A0200
Title: Multiway-SIR for longitudinal multi-table data integration
Authors: Valerie Sautron - INRA (France)
Marie Chavent - Bordeaux University (France)
Nathalie Viguerie - INSERM (France)
Nathalie Villa-Vialaneix - INRA (France) [presenting]
Abstract: An extension of DUAL-STATIS to the sliced-inverse regression (SIR) framework is proposed to analyze multi-table datasets with respect to a numeric variable of interest.

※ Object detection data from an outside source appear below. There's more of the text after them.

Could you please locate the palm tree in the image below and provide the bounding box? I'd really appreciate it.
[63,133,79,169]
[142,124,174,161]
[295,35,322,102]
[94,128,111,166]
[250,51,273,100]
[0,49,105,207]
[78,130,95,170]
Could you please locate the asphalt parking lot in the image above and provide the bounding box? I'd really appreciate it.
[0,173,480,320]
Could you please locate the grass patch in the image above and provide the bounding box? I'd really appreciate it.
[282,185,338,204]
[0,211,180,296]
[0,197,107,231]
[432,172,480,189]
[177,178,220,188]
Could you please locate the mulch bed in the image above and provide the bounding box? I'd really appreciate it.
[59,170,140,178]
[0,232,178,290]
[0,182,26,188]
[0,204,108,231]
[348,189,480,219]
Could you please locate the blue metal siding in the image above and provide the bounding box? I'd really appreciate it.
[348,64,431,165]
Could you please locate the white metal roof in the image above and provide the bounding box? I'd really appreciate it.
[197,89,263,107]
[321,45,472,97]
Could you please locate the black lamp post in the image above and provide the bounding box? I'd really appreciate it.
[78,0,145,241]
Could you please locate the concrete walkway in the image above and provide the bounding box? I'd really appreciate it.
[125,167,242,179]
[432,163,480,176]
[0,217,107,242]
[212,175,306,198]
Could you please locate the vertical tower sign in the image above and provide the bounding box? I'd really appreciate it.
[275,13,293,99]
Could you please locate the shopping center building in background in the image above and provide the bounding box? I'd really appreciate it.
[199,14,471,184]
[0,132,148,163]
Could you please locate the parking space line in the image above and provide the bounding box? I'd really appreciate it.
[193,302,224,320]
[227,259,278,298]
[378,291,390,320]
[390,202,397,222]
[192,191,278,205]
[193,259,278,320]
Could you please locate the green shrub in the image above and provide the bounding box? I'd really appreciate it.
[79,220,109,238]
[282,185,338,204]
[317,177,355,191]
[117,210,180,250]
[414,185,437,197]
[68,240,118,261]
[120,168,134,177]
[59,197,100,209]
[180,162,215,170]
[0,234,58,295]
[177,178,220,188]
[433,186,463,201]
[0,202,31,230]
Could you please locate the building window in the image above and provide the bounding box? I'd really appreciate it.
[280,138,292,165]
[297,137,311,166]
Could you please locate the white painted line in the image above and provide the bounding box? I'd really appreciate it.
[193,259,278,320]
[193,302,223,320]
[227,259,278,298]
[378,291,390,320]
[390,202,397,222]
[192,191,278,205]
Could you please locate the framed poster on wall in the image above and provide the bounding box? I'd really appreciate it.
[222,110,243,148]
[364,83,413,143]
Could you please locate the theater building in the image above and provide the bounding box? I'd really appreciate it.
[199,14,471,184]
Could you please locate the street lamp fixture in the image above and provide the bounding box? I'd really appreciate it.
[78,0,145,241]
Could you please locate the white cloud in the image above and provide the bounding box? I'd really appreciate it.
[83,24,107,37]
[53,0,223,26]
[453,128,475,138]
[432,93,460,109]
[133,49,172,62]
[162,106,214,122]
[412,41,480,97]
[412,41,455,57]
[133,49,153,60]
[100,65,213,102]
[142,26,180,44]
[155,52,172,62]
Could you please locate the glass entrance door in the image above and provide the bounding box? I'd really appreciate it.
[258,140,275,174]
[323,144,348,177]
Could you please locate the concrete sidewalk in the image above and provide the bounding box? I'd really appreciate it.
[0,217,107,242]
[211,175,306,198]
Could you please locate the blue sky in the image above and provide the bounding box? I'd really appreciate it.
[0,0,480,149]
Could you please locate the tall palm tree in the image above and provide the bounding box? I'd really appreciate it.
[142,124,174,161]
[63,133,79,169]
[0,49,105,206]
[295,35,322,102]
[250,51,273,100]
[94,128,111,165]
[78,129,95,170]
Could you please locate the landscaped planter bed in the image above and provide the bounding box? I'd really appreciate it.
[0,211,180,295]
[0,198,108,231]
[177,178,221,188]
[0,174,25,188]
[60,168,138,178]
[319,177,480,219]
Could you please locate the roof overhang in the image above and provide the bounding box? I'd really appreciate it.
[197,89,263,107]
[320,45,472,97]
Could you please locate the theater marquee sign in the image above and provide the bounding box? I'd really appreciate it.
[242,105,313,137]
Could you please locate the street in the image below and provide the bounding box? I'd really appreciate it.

The method is designed to analyze the case where a data set $\mathbf{X}$, which corresponds to a set of $p$ variables measured $T$ times on the same $n$ subjects is related to a real target variable $\mathbf{y}$, measured on the same $n$ subjects. The approach is an exploratory method which aims at understanding the evolution of the relation between $\mathbf{X}$ and $\mathbf{y}$ through time. The method proceeds in two steps: 1) an inter-structure analysis studies the resemblance between the different time steps by computing similarities between estimates of the covariance of the mean of $\mathbf{X}_{..t}$ conditional to $\mathbf{y}$. Similarly to SIR, the conditional expectation is estimated by slicing the range of $\mathbf{y}$. The result of this analysis is a compromise covariance matrix $\Gamma^c$, which captures a compromise correlation structure of $\mathbb{E}(\mathbf{X}_{..t}|y)$ over $t$; 2) an intra-structure analysis which is a generalized PCA of the compromise. This second step results in graphical outputs which can be used to explore the covariance structure between variables and time steps conditional to $\mathbf{y}$. The method is illustrated on a real problem related to the consequences of a low calorie diet on obese persons in which the target variable of interest is the weight gain/loss.